Structural conversion between open and closed forms of radixin: low-angle shadowing electron microscopy.

The function of ERM (ezrin/radixin/moesin) proteins as general cross-linkers between actin filaments and plasma membranes is regulated downstream of Rho, through the transition between active and inactive forms. To directly examine the conformational change between the active and inactive forms of ERM proteins, we applied low-angle rotary-shadowing electron microscopy to the radixin molecules, wild-type, T564A-non-phosphorylated-type, and T564E-phosphorylated-type, since most of the active forms are reportedly stabilized in cells by the C-terminal threonine phosphorylation. As a result, the T564A- and wild-type radixin molecules yielded the globular closed forms, approximately 8-14 nm in diameter, with some striations on their surfaces.
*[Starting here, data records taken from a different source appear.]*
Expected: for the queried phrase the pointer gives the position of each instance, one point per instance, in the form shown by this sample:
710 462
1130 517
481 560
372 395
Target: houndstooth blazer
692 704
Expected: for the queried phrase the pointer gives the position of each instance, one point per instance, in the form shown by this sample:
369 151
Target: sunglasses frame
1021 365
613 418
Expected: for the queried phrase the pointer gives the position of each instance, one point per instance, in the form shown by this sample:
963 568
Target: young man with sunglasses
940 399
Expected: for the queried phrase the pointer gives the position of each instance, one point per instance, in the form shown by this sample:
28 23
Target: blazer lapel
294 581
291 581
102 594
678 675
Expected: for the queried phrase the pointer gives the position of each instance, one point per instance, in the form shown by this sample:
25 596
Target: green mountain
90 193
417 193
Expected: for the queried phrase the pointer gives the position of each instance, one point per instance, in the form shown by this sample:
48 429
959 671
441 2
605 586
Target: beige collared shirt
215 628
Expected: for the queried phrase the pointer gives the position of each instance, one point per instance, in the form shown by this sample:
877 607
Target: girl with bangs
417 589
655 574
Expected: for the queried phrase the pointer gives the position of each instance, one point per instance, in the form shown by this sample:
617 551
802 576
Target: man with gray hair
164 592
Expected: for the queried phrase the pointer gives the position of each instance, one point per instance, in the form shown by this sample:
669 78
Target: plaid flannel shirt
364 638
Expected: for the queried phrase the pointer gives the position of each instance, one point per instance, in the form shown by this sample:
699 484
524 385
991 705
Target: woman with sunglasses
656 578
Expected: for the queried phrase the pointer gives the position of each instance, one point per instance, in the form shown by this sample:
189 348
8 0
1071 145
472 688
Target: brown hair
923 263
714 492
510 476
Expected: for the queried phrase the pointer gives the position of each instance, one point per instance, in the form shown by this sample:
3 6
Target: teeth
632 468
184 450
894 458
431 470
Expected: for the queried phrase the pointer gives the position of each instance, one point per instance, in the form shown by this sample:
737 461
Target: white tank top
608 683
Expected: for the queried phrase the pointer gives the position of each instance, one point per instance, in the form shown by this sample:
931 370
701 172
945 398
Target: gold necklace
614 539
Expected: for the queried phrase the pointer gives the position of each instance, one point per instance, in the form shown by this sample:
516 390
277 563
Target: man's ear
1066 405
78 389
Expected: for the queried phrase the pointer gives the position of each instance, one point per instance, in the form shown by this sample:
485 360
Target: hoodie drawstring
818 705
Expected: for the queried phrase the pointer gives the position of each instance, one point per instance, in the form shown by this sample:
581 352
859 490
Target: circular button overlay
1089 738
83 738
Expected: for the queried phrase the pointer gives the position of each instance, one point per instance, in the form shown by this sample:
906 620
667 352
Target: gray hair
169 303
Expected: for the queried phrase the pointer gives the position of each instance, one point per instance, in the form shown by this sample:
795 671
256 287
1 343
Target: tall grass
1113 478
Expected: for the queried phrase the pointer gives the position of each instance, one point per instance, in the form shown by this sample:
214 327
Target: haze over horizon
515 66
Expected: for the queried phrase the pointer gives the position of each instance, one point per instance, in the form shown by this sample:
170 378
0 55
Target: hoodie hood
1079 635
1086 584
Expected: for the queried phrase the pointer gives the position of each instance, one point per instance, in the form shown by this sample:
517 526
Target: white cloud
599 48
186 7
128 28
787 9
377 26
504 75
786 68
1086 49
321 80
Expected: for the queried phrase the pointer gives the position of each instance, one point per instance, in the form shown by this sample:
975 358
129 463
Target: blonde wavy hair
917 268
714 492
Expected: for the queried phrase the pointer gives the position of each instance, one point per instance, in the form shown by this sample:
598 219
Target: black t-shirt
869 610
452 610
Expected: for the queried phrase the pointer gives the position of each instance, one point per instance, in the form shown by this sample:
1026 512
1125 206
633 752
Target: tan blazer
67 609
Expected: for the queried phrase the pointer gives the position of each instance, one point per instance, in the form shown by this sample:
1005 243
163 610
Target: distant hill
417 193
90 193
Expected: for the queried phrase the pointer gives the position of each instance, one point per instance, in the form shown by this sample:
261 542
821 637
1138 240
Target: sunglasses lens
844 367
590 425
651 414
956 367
In contrast, the T564E-radixin molecules tended to take elongated open forms, in which two globular structures measuring approximately 8 nm and approximately 5 nm in diameter were associated with both ends of the filamentous structures. The filamentous structure took either a approximately 20-25 nm-long straight course or a folded course. Taken together with the biochemical and the crystal structural results obtained to date, the closed and open forms represent the inactive and active forms of radixin as cross-linkers between actin filaments and plasma membranes.